Question
We define $S$ as the set of positive integer triplets $(a,b,c)$ such that $a+b+c=n$. I want to prove that the following expression is correct:
$$
\sum_{S}{a^{2}bc}=\binom{n+3}{6}+\binom{n+2}{6}
$$
My Solution
Left Hand Side
Say that there is a line of $n$ balls. We color the first $a$ balls red, the next $b$ balls green, and the rest blue. We then choose two red balls randomly with replacement, choose one green ball randomly, and choose one blue ball randomly.

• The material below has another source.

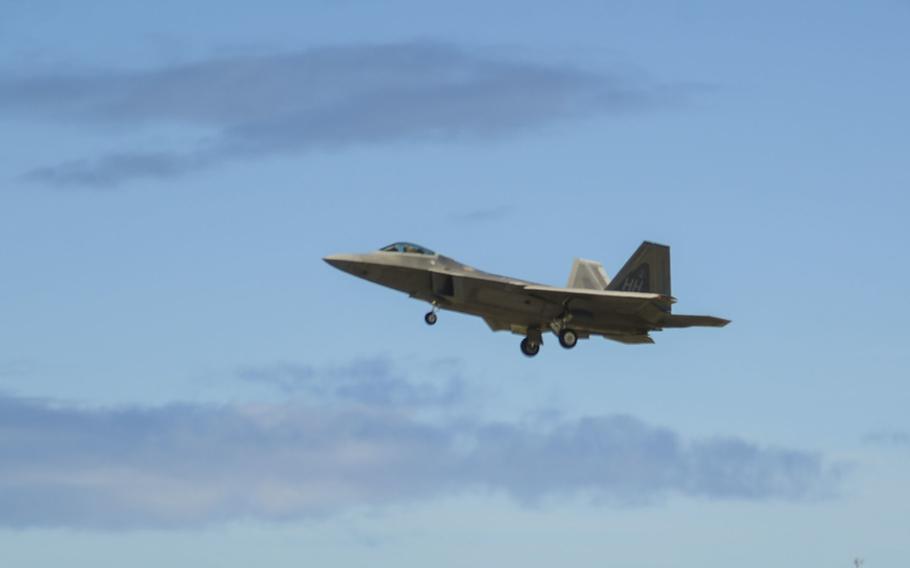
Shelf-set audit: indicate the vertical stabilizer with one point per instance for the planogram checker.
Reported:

The number of possibilities is given by $\sum_{S}{a^{2}bc}$
Right Hand Side
If the same red ball is chosen twice;
$$
\begin{align}
x_{1}&\text{ red balls lie on the left of the chosen red ball}\\
x_{2}&\text{ red balls lie on the right of the chosen red ball}\\
x_{3}&\text{ green balls lie on the left of the chosen green ball}\\
x_{4}&\text{ green balls lie on the right of the chosen green ball}\\
x_{5}&\text{ blue balls lie on the left of the chosen blue ball}\\
x_{6}&\text{ blue balls lie on the right of the chosen blue ball}
\end{align}
$$
Since $\sum_{i=1}^{6}{x_{i}=n-3}$, using stars and bars we get $\binom{n+2}{5}$ possibilities.
If different red balls are chosen, the approach is the same but we also need to count the number of red balls between the two chosen red ball and multiply by two because either red ball can be chosen first. This give us $2\binom{n+2}{6}$ possibilities.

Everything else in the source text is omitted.